O FASCISMO NOSSO DE CADA DIA

Cena 1. Uma jovem senhora vai à padaria no alto da Candelária. Chega a sua vez de passar no caixa. Ela demora um pouco mais. É que um pedinte acaba de lhe solicitar dois pães. Atrás dela um homem que está na fila se revolta. Ele não quer esperar. Grita. Com ódio animalesco começa a chamá-la de puta petista. Corta. Cena 2. Crianças, idosos e mulheres participam de uma manifestação no sinal que dá acesso ao conjunto Ponta Negra. Uma viatura da polícia passa no local e resolve lançar gás de pimenta nos manifestantes. Corta. Cena 3. Um senhor de boné vermelho entra num bar no bairro de Petrópolis. Ao vê-lo, um dos frequentadores destila agressões verbais.
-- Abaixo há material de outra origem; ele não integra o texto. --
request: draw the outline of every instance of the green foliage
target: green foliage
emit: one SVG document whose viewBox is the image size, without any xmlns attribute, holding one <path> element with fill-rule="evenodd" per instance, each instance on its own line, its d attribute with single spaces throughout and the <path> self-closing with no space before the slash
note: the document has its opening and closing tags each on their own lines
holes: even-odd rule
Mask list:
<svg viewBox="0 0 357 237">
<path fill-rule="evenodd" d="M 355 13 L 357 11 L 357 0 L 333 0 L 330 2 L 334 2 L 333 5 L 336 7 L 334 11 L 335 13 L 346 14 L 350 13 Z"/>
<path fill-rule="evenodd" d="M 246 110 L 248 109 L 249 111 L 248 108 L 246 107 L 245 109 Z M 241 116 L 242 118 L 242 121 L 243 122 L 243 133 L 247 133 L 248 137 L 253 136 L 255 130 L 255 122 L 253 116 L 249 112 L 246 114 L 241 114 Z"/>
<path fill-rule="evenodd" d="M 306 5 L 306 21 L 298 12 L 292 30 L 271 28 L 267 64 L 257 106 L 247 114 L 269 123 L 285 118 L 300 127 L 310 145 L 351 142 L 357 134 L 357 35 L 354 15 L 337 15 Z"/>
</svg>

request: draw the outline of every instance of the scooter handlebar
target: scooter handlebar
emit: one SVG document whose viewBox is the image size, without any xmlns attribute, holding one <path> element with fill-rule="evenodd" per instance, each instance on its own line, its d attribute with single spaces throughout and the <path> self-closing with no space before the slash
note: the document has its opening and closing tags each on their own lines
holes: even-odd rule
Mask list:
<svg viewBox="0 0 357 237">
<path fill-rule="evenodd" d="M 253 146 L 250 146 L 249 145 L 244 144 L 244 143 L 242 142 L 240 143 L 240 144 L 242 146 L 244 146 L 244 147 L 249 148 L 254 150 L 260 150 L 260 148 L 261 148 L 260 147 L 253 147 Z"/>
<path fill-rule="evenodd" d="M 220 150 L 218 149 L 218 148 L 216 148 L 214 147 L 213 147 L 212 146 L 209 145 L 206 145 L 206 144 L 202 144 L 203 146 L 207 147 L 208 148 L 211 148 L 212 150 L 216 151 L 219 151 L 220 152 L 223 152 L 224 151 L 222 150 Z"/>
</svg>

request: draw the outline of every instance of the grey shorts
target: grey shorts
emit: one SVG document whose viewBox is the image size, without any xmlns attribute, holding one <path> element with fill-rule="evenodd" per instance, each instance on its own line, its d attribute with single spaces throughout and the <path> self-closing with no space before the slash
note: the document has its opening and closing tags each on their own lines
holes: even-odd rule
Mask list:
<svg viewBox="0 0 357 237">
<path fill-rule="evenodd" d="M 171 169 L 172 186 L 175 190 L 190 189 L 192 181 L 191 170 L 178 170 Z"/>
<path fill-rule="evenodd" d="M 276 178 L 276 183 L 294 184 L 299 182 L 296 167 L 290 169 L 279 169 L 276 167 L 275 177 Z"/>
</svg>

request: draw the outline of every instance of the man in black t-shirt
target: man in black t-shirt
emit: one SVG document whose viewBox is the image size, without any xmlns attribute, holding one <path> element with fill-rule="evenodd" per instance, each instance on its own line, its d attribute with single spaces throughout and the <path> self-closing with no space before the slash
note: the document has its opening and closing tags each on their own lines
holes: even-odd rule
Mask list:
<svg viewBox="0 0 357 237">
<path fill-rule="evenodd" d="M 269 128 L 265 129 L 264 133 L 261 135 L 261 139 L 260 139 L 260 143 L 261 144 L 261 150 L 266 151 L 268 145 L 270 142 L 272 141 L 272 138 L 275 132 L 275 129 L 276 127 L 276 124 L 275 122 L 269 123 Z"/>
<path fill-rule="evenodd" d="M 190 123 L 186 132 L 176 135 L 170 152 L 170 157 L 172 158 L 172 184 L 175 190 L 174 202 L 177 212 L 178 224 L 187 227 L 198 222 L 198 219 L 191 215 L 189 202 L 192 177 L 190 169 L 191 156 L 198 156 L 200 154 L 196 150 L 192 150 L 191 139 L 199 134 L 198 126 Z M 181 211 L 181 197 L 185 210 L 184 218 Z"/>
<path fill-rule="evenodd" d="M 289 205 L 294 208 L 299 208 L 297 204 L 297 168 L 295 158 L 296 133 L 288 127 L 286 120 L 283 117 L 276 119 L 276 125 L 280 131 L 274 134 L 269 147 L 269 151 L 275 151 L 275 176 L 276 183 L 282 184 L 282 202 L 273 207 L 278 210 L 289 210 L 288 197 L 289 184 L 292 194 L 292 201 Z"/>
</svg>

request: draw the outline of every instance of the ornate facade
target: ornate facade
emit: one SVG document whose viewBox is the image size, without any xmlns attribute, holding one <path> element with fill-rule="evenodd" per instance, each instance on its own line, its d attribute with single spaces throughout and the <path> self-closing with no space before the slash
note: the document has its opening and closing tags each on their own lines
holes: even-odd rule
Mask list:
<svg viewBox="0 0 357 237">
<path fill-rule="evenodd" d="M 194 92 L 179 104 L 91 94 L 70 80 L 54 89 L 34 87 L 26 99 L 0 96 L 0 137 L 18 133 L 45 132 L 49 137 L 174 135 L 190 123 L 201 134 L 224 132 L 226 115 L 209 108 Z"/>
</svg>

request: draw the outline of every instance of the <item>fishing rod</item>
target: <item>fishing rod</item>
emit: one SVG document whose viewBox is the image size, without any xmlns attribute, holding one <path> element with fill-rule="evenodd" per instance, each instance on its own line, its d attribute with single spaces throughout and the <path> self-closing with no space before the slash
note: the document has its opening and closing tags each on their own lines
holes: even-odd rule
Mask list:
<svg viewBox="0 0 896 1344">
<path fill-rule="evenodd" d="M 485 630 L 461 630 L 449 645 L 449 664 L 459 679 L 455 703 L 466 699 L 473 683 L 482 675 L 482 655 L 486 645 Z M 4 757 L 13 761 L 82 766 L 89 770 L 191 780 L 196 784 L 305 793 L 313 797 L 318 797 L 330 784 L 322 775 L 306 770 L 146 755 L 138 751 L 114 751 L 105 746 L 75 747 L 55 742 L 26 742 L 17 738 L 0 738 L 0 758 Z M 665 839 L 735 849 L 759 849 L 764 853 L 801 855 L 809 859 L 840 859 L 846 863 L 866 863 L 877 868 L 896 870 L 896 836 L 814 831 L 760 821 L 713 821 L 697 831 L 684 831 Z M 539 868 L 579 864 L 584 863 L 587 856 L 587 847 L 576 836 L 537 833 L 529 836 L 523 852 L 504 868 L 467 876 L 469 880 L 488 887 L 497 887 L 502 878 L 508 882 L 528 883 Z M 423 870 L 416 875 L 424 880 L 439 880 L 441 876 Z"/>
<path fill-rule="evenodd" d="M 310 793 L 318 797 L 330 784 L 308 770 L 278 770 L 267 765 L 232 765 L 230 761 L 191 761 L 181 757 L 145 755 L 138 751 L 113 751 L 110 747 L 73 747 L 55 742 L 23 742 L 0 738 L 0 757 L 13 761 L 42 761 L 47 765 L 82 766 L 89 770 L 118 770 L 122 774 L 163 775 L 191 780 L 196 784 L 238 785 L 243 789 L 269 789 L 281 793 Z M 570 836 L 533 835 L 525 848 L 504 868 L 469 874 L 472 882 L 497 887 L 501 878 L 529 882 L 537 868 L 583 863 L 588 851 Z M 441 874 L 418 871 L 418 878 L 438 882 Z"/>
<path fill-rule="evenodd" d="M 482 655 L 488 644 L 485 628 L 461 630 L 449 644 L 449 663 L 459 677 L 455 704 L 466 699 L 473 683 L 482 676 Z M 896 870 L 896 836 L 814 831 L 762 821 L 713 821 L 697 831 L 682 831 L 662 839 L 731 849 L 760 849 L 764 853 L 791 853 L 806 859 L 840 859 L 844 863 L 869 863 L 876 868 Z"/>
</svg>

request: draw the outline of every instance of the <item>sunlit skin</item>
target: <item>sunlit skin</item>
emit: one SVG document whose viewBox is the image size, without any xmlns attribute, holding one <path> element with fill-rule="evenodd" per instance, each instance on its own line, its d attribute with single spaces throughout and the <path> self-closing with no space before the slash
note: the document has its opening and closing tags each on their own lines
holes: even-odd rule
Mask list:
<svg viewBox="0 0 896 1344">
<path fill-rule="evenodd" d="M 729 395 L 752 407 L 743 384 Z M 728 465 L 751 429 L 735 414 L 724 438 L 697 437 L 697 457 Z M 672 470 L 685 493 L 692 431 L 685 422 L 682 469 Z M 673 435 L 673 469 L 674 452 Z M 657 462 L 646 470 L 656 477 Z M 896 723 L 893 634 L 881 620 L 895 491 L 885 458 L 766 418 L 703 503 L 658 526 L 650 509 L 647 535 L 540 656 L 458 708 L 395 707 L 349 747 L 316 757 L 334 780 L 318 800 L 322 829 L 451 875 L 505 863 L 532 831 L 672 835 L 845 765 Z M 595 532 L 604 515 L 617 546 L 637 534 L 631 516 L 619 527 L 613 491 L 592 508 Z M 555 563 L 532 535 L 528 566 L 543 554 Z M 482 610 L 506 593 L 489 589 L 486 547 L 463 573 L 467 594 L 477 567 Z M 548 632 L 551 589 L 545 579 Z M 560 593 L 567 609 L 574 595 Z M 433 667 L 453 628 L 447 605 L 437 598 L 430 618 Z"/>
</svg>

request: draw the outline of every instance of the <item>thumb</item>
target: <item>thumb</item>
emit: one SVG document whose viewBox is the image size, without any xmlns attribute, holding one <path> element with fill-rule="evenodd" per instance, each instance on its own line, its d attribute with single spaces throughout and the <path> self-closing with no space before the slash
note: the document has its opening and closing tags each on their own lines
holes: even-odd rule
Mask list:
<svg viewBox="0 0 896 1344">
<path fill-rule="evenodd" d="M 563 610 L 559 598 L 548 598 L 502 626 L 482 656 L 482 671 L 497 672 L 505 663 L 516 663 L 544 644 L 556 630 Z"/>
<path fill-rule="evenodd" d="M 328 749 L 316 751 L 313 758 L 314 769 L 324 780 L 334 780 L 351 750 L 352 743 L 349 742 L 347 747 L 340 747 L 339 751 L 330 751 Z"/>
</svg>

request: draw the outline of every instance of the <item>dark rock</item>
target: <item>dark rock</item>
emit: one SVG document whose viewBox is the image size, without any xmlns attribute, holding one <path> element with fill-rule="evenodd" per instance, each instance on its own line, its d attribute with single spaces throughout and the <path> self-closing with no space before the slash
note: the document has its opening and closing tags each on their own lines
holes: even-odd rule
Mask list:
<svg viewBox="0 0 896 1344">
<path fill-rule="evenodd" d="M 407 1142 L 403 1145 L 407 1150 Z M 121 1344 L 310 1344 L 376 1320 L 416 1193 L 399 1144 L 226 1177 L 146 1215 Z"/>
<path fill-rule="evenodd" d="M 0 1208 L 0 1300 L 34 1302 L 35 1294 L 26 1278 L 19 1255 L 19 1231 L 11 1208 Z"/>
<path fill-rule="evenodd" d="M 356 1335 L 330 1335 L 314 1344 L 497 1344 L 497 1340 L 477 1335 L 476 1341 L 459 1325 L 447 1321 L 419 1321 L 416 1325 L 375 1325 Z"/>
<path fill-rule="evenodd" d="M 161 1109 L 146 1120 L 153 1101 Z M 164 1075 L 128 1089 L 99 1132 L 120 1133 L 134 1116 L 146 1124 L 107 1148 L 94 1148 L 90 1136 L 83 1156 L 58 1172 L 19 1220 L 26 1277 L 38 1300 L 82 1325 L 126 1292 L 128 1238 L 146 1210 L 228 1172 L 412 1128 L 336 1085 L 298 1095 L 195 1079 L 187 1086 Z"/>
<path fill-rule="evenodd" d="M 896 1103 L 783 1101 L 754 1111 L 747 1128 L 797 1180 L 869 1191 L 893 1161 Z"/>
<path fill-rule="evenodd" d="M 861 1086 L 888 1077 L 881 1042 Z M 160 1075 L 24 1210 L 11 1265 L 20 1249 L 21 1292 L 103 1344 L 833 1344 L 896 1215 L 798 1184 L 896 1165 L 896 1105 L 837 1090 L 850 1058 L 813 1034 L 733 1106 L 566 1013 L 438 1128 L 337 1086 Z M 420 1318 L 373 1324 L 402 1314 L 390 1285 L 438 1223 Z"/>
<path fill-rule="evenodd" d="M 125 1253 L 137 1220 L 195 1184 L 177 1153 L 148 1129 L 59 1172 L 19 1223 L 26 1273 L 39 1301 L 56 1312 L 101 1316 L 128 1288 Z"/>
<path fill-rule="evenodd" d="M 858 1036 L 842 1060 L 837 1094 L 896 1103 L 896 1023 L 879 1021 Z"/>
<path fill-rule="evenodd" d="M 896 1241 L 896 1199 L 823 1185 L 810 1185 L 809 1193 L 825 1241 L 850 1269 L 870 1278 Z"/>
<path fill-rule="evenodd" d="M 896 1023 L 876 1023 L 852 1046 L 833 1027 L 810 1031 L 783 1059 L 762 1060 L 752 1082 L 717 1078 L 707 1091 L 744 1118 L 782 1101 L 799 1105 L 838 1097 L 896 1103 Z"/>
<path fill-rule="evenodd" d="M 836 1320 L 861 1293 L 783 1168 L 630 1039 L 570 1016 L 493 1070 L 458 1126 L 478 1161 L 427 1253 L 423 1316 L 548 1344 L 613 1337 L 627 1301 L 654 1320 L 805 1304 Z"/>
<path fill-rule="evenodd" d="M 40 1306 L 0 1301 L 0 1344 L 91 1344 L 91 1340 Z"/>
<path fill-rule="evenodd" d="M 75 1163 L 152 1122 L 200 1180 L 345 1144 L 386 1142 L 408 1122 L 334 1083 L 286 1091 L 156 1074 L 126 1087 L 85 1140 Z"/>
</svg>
Alguns estudiosos entendem não ser cabível, atualmente, falar em fascismo. Para eles o fascismo só aconteceu na Itália, dentro de um contexto histórico específico, durante o governo de Mussolini, com características próprias. Daí ser impossível vê-lo reproduzido em outros tempos. Nesse sentido, seria um equívoco dizer que existe fascismo nos dias de hoje. A expressão tem um sentido unívoco e historicamente contextualizado.

Não há como negar que esses especialistas têm certa razão. Mas também não é possível fechar os olhos para o fato de ver-se atualmente aqui no Brasil alguns elementos que se identificam com o modelo italiano de então. O discurso da antipolítica, o uso de símbolos pelo poder central para formar uma massa uniforme de apoiadores, o nacionalismo exaltado, a recusa da democracia, o elitismo, a crítica da cultura, a formulação de políticas públicas que têm como ponta de lança o incentivo à violência, e o uso da força para intimidar os opositores. Todos esses elementos, que estavam  presentes no fascismo, são perceptíveis hoje no neofascismo à brasileira. 

No livro “M, o filho do século”, o autor Antonio Scurati narra episódios sobre as frequentes incursões de grupos fascistas, os camisas negras, contra seus opositores, marcadas por espancamentos para intimidar as ligas camponesas e as organizações proletárias vinculadas aos socialistas. E ao escrever a respeito da Marcha sobre Roma, o evento que assinalou a ascensão de Benito Mussolini ao poder, o jornalista Luigi Albertini, então editor do jornal Corriere della Sera, disse o seguinte: “Há quatro anos, os italianos se habituaram a ver na violência o caminho para o progresso ou o encontro de soluções, e a considerar um partido tão mais forte quanto mais ameaçador fosse […] é o que demonstra a indiferença com que o grande público assistiu à insurreição fascista, à queda sem dignidade das autoridades do Estado e à humilhação de todos os poderes do Estado, sem exceções”.

É certo que no Brasil de agora a violência física tem acontecido de maneira isolada. Mas a violência verbal já encontra caminho aberto para se tornar corriqueira. E ninguém se engane: o salto de uma para a outra é curto. O fascismo nosso de cada dia está aí. Só não vê quem não quer.